- Genre: Morning news and talk
- Presented by: Alfredo Dante; Magdalena Prado; Paola Botti;
- Country of origin: Uruguay
- Original language: Spanish

Production
- Production locations: Channel 10 Headquarters, Montevideo
- Running time: 150 minutes
- Production company: Channel 10

Original release
- Network: Channel 10
- Release: February 8, 2010 – present

= Arriba gente =

Uruguayan morning television show

Arriba gente (Wake Up People!) is an Uruguayan morning television show that is broadcast on Channel 10. It debuted on February 8, 2010 and is broadcast live every weekday from 08:00 am to 10:30 am. The programme covers a wide range of political and current affairs topics, featuring news coverage, interviews, and guest appearances.

== History ==
The programme premiered on Monday, 8 February 2010. At its debut, it was hosted by Humberto de Vargas, Ignacio Martirené, and Gabriela Lavarello, with Danilo Tegaldo as a reporter. Voice-over narration was initially provided by an unnamed male announcer. In mid-2010, several months after the programme’s debut, De Vargas temporarily stepped away from the show for approximately two months in order to take part in the filming of the feature film 3, in which he starred.

In 2014, Verónica Chevalier joined the programme as narrator and voice-over announcer. Toward the end of that year, Ignacio Martirené departed from the show. In 2015, Gabriela Lavarello left her hosting role and was replaced by Danilo Tegaldo, who had previously been responsible for reports and live segments. María José Pino subsequently joined the programme to take over field reporting duties.

In 2017, the programme underwent further changes, with Lorena Bomio joining as an anchor and Magdalena Correa joining the field reporting team, replacing María José Pino. In 2021, Danilo Tegaldo left the programme to assume anchoring duties on the midday edition of Subrayado, and later that year, Magdalena Correa became one of the programme’s anchors. In 2022, De Vargas exited the show following a network’s decision, after having been on leave since late 2021 due to personal matters.

In 2024, Alfredo Dante, formerly of Subrayado Sábado, joined the hosting team.

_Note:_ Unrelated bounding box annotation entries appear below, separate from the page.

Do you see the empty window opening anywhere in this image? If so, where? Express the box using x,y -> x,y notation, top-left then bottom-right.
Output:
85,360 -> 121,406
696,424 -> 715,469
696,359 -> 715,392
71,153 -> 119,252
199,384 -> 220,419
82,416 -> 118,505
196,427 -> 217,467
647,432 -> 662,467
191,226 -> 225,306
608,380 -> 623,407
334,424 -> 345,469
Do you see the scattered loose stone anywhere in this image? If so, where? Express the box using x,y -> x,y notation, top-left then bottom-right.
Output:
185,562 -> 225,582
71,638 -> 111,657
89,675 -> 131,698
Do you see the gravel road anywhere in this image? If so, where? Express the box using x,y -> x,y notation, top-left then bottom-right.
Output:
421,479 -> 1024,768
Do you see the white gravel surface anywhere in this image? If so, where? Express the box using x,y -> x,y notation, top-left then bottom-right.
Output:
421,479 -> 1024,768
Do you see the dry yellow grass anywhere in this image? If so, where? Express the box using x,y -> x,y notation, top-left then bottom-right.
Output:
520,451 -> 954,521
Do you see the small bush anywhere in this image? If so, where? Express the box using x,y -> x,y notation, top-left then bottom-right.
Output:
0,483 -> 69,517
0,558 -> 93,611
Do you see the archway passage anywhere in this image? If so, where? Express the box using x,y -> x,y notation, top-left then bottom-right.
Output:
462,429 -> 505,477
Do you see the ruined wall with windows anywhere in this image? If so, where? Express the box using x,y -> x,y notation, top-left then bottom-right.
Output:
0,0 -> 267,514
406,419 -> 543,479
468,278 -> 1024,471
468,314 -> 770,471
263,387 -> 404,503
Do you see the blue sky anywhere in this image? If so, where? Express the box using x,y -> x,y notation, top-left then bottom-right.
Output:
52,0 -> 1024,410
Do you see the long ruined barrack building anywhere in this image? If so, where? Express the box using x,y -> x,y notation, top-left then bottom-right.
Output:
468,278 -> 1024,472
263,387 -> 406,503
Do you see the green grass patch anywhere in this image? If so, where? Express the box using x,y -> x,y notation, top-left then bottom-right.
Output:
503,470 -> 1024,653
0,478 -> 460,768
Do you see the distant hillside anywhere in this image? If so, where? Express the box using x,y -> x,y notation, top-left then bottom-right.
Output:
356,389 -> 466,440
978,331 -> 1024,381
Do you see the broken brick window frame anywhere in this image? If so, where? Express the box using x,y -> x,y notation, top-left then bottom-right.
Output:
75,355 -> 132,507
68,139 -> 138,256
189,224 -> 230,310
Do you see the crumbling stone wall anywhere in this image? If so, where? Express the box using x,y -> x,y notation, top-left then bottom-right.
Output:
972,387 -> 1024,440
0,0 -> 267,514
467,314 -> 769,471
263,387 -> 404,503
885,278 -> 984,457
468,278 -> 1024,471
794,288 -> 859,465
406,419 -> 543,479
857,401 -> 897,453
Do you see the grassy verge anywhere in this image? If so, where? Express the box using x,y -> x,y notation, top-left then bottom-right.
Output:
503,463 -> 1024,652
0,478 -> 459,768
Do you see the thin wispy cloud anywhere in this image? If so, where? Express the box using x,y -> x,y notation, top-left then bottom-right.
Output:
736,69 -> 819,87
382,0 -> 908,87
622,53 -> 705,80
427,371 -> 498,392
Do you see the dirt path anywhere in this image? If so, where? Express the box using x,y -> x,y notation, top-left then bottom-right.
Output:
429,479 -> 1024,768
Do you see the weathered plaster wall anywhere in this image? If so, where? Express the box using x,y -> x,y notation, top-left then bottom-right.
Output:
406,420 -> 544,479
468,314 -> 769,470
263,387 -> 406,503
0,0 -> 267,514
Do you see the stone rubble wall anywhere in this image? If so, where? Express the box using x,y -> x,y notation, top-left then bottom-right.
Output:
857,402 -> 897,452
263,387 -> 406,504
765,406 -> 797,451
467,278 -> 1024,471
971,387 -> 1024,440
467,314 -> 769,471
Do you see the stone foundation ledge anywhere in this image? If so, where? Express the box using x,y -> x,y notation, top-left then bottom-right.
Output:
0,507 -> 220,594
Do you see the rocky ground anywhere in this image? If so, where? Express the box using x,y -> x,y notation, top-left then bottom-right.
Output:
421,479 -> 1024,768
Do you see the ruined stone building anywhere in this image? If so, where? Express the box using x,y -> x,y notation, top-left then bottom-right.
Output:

In April of that year, Verónica Chevalier left the programme’s field reporting segment. On 12 March 2025, Magdalena Correa left both the programme and Channel 10 following her decision to relocate to Mexico. Later that month, on 31 March 2025, journalist Magdalena Prado joined the programme as an anchor. In early April, Lorena Bomio left the show, coinciding with journalist Paola Botti joining the programme.

== On-air staff ==

=== Current ===

- Alfredo Dante (Co-Anchor; 2024–present)
- Magdalena Prado (Co-Anchor; 2025–present)
- Paola Botti (Co-Anchor; 2025–present)

=== Former on-air staff ===

- Humberto de Vargas (Co-Anchor; 2010–2021)
- Ignacio Martirené (Co-Anchor; 2010–2014)
- Gabriela Lavarello (Co-Anchor; 2010–2015)
- Verónica Chevalier (Announcer; 2014–2022; Reporter; 2022–2024)
- María José Pino (Reporter; 2015–2017)
- Danilo Tegaldo (Reporter; 2010–2015; Co-Anchor; 2015–2021)
- Magdalena Correa (Reporter; 2017–2020; Co-Anchor; 2022–2025)
- Lorena Bomio (Co-Anchor; 2017–2025)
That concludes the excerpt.